I was already sweating, but I didn't even realize that we were moving into a TON of work. I think this solo boxing training was much better for me. It kept my heartrate up the whole time. I sweated so much as he walked in front of me (him walking backwards, me following). I knew immediately he was trying to work my footwork without me noticing...something I certainly need help with. I had previously learned #1 - jab, #2 - right cross, #3 - left hook. This time I learned #4 - right hook/body shot (he called it "smack my @ss shot...though he kindly whispered it to me so Logan wouldn't hear *lol*), #5 and #6 which are left and right uppercuts, respectively.
I have no idea what happened in that last pic. *lol* I promise CT did not punch me out, although he does bop me on the head when I think too much and get a combination wrong. (This is something we've talked about, my overthinking getting in the way. I'm counting it as part of his promise of self-awareness.)

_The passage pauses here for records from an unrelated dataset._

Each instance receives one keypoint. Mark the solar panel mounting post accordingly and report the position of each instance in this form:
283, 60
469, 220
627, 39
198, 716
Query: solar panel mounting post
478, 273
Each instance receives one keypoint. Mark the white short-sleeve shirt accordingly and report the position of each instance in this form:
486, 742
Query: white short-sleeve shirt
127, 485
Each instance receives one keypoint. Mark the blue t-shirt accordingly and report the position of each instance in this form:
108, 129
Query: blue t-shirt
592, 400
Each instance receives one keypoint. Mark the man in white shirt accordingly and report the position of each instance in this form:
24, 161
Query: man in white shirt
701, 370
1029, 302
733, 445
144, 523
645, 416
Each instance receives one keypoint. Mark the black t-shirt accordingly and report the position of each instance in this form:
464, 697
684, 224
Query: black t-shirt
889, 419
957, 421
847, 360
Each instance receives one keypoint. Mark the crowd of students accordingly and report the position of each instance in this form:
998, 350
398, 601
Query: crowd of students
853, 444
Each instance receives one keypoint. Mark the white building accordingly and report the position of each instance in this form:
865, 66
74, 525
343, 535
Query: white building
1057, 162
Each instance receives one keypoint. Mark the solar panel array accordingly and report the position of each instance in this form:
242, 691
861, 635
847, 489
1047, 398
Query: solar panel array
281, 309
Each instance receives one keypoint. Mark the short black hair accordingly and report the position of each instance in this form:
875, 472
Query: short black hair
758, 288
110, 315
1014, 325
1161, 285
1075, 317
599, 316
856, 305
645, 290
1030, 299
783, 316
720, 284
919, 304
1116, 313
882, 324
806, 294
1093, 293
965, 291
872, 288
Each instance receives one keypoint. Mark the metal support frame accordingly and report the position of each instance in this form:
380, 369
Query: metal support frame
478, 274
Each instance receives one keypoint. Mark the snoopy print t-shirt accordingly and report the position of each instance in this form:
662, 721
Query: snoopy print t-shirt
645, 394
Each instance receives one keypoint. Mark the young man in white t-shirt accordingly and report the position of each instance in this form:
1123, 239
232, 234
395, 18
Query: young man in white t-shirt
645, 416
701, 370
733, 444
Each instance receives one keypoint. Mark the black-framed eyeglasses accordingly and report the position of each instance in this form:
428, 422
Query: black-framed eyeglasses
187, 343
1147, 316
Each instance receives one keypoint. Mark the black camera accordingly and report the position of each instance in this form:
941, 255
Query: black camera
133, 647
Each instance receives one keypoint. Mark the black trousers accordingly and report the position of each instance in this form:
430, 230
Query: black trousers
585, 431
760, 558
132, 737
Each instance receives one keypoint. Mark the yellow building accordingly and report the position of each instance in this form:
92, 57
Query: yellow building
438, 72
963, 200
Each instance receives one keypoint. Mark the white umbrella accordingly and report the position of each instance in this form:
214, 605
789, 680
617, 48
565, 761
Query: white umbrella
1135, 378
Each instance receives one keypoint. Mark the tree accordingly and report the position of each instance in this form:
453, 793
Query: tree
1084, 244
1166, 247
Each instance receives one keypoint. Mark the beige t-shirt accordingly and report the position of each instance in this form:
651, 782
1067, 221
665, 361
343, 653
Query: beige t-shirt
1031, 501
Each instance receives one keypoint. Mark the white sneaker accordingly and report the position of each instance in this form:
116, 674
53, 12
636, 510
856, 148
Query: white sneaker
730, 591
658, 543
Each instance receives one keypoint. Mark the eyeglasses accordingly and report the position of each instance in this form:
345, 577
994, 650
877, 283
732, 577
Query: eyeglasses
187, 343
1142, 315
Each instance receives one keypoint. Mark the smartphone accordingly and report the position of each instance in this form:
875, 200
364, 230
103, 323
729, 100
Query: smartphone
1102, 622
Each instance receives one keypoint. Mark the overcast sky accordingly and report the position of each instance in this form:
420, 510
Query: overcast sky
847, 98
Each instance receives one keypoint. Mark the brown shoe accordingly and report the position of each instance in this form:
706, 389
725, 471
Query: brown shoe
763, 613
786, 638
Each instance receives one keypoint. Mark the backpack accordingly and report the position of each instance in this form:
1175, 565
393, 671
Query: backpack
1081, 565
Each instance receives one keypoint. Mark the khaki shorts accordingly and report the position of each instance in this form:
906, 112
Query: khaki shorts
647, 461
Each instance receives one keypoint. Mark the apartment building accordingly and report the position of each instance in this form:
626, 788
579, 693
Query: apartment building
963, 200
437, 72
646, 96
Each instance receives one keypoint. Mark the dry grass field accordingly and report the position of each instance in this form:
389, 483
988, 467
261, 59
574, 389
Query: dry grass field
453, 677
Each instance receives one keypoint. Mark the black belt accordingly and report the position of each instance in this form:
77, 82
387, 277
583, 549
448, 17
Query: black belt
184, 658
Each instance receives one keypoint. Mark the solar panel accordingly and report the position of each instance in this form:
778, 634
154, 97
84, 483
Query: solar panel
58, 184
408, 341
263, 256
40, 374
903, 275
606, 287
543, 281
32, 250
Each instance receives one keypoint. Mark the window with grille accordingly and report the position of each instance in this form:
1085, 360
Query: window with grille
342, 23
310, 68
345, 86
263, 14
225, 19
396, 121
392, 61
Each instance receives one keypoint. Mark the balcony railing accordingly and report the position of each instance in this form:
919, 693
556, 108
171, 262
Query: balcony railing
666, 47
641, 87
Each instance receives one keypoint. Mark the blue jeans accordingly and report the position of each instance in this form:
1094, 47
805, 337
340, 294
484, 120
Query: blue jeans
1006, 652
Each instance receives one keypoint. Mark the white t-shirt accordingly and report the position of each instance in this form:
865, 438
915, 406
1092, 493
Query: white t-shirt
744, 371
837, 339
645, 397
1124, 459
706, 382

I noticed my punches were faster, harder. The footwork started to come more naturally as I followed him around the mat in crazy combinations. He'd tell me "Okay, we're going to do 2-3-2-3-4." We'd do it slow once and then each time we'd repeat it he'd shout, "Quicker!" It was something I lamented last time - that the guy with me was SO quick and I was so slow. CT told me I was doing it right. He said quickness would come. I didn't think it'd happen that quickly though. Before I knew it I was throwing 1-6 punches all over...my absolute favorites are hook shots to the body and face because I love how powerful they sound. Something else I noticed was that as I got faster and hit harder, and brought my punches to the middle like CT showed me, I was engaging my hips more. I could feel my abs and hips getting involved and it made me that much stronger. It goes to prove what I tell everyone about boxing -- it involves your entire body, not just your arms. If you're body isn't involved you aren't supporting yourself right and won't get the right effect from the effort you put in. CT told me that involving my hips like this was good not only for boxers, but for people like me who really wanted a good workout. :)
Then we moved on to the uppercut bag. I hate uppercuts...they seem so week. It's funny, in my mind I know they can do good damage, but on the bag it's just such a dull sound. Hooks, on the other hand, sound like PLOMPH! Momma Like! :) Two (two minute) rounds on the uppercut bag, me talking to CT more, getting to know him as he held the bag (I still have troubles moving with the bag...it feels awkward and he saw me fumbling and heard the word "awkward" and came and held the bag still for me). He told me that he had just been to my hometown in Columbus the day before and we talked about the mall they went to, the mall I grew up visiting all the time. It was neat to form that kind of connection between a girl from Ohio, now living in WV and a dude from NY (i think) living in WV.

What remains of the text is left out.